Article By Adam Camac | | Financial Planning
  • The main themes driving markets in May were the release of the Commonwealth budget in Australia, as well as the election in France and stable economic data globally.
  • In Australia, the budget was at the forefront of discussion, with the centrepiece being the return to a budget surplus by 2020 – 21. The introduction to the bank levy dominated financial headlines, and caused the ASX200 index to fall -3.4% as the big banks (which fell -7.7% over the month) dragged the index down. The unemployment rate fell to 5.7% from 5.9%, largely due to an increase in part-time employment, with wage growth remaining stagnant causing weaker than expected retail sales.

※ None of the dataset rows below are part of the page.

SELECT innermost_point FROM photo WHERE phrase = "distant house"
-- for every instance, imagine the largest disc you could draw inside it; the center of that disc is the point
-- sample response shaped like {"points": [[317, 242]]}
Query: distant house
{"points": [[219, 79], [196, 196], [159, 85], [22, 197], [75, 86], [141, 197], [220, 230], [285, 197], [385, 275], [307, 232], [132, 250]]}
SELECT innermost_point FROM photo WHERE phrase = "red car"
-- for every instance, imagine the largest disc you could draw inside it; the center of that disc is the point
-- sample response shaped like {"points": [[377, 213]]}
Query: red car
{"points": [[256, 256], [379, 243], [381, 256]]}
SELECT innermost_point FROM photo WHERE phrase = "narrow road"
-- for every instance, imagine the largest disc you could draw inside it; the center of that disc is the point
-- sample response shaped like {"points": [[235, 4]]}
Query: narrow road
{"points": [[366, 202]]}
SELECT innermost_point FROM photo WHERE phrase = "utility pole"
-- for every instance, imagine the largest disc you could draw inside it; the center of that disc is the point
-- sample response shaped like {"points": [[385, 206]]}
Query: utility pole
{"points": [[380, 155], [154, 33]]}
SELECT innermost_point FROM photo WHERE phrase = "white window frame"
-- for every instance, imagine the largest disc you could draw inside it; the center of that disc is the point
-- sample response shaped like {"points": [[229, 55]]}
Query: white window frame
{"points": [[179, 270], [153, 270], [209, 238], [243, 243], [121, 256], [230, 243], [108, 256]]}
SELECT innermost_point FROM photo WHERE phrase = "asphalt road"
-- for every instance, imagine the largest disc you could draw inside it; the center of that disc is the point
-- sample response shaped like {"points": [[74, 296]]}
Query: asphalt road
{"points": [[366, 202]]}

  • The election of the more conservative Emmanuel Macron in France diminished some investor concerns around the stability of the European Union, however political uncertainty still remains high.
  • In the US, concerns are growing about the Trump Administration’s ability to enact its policy agenda, which saw the VIX index (a popular gauge of ‘fear’ in the equity markets) spike 50% mid-month, however this eventually recovered towards the end of the May.
  • Increasing debt levels, slowing growth rates and a large dependence on policy stimulus prompted Moody’s (a credit rating agency) to downgrade China’s credit rating to Aa3 from A1. While this prompted some weakness in the Australian Dollar, the downgrade has so far had seemingly little impact on financial markets.
  • Global shares made solid gains in May of 1.7% in local currency terms following on from encouragingly positive economic data and corporate earnings from the US (which sent the S&P 500 and the Nasdaq to all-time highs) as well as the reduced investor concerns through Europe.
  • Global bond yields moved lower in May following on from April’s trend of continued falling energy prices and likelihood of rising interest rates.
  • Australian government bond yields fell in May given the mixed economic data. The Reserve Bank of Australia again decided to keep the cash rate steady at 1.5%.
  • The Australian Dollar (AUD) fell in May. Lower commodity prices (particularly iron ore and energy) and the credit downgrade in China served to soften the AUD.